My brother has hidden my nephews rugby playing...

685 replies

touchrugby · 24/02/2024 09:48

Asking for my brother - I think he’s in a mess and I need to tell him what to expect and how unreasonable he was. Interested to hear from other divorced parents and sports teachers/ school administrators. I’ve tried to give as much context as possible.

My brother got divorced 4 years ago. They have (had?) an amicable coparent relationship- there was no cheating or unkindness in either side. My brother just became obsessed with giving his family a good life and he worked a lot of hours. When he wasn’t working he was a very engaged parent- my nephew is hugely sporty and they were always off doing sports- swimming, tennis, football, cross country etc. Ex SIL was a SAHP but eventually got frustrated (with justification) at never seeing her husband so went back to work and divorced him. They share 50/50 custody with my brother as the higher earner paying all DNs expenses.

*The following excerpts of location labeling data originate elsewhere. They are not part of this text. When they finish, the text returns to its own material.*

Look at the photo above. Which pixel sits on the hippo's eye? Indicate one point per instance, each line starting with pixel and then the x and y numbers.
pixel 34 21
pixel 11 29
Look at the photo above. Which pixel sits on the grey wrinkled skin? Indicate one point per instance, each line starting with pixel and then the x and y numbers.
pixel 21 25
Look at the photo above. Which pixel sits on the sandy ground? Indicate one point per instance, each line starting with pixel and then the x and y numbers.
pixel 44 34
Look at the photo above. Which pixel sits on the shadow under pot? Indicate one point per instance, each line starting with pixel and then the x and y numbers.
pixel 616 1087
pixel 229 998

My brother really wanted nephew to go to this very nice private school. To facilitate this he pays all the fees. It’s a great academic school so ex SIL was pretty happy-except for the sport. They’re a big rugby school and she was adamant that DN not play rugby due to injury risks. There was a big argument about it, with my brother and DN really wanting rugby, and her adamant that he wouldn’t play.

The school offers non contact rugby and eventually they agreed DN would do that. DN is in year 9 now and it’s recently come out that he switched to full contact rugby in the 3rd week of year 7 and SIL didn’t know. It’s come out because he’s recently been made captain of the A team and a few mums congratulated her.

It seems he hated the non contact team. He’s very gifted with sport and apparently it was a team of lads who just wanted to run around for a few hours and throw a ball. The school put little effort into it and there were no matches. He asked to switch to “proper” rugby and the school said they needed a parent to approve it- and my brother did.

His argument is that his son wanted it, the school did email SIL as well, and it’s been 2.5 years.
Her argument is that he knew her stance, he also knows she’s a bit disorganised and rarely reads emails especially ones about sport which she know my brother manages (she has over 10,000 unread emails on her phone!) and that my brother conspired to hide it.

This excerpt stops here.